The FMLA regulations provide that persons who are in loco parentis to a child include those with “day-today responsibilities to care for AND financially support a child.” The regulations go on to clarify that a biological or legal relationship is not necessary.

So in the words of the FMLA itself, the in loco parentis includes BOTH the day-to-day care AND financial liability.

But now the Administrator hath spake.  He/she says, “nope.  It doesn’t have to be both; it can be either.”  The DOL then went on to define kinds of relationships that could also entitle the employee to protection under FMLA:

  • an employee who provides day-to-day care but not financial support for his or her unmarried partner’s child (with whom there is no legal or biological relationship)
  • an employee who will share equally in the raising of an adopted child with a same sex partner but who does not have a legal relationship with the child
  • a grandparent who takes in a grandchild and assumes ongoing responsibility because the parents are incapable of providing care
  • an employee who will share equally in the raising of a child with the child’s biological parent
  • an aunt who assumes responsibility for raising a child after the death of the child’s parents

So… how long will it be before this is extended to health insurance?  I understand and empathize with the needs of people who — god bless ‘em — step in to help raise a child who isn’t their responsibility.  Absent them, we’d shove the kid into an orphanage (remember those??).  So this is a more humane reaction.

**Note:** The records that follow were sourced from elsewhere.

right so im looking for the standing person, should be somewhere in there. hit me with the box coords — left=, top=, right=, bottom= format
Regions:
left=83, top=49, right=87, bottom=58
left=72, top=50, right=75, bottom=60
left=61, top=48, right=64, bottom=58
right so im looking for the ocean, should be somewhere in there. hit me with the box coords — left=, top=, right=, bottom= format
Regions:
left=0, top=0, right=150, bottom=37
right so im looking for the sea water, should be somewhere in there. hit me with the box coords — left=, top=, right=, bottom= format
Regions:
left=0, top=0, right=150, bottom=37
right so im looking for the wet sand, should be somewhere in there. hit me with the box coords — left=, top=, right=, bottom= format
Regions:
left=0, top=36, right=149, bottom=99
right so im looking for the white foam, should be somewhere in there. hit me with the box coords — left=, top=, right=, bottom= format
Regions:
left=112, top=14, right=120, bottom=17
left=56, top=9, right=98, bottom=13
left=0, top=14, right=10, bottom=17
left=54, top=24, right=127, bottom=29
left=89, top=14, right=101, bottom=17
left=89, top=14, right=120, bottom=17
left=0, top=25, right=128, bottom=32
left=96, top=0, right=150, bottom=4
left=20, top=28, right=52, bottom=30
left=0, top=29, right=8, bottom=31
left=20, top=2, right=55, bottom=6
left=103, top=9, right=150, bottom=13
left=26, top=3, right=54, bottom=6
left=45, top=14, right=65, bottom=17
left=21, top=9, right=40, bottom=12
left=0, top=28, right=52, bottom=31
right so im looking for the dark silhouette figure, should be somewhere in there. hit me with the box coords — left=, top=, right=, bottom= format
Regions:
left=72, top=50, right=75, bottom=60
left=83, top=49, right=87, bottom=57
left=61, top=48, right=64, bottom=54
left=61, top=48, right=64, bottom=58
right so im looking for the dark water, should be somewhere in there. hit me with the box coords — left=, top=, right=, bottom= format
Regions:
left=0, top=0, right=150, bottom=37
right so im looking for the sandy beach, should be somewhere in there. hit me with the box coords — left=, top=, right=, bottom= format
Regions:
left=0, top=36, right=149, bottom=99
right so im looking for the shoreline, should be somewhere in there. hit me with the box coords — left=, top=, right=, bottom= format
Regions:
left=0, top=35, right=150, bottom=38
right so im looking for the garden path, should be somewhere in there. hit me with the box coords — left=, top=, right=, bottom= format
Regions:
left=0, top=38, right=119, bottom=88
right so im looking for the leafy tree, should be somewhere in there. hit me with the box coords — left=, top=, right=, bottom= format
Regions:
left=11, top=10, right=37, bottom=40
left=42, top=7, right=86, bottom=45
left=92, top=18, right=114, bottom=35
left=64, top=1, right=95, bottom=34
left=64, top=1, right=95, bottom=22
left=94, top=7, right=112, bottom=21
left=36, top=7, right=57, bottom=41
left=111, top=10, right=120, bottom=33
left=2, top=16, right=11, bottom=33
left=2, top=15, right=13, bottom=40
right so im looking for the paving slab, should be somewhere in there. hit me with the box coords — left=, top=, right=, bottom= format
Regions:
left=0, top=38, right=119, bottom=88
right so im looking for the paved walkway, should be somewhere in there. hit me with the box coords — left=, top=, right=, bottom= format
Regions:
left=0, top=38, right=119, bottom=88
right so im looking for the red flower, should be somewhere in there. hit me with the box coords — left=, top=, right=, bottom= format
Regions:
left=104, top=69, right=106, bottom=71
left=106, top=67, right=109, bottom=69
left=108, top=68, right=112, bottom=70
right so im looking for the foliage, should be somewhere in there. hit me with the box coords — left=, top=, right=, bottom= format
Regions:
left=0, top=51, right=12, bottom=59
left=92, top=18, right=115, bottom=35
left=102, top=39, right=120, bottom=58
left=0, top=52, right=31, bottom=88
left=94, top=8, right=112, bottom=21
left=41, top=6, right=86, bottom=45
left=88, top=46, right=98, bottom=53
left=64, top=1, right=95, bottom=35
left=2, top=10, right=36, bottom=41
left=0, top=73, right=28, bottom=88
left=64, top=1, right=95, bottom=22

But I also empathize with the employer who — in the godforsaken economy that (whether the chattering heads on the Networks will admit it or not) continues to limp along and drift toward even worse conditions — is trying to survive and provide jobs and cost-competitive products.

Rules like this, well-meaning though they may be, throw ever more of a societal burden onto the “engine of growth” that is the smaller employer.  Remember the fable of killing the goose that lays the golden eggs — I fear that’s what’s happening in America.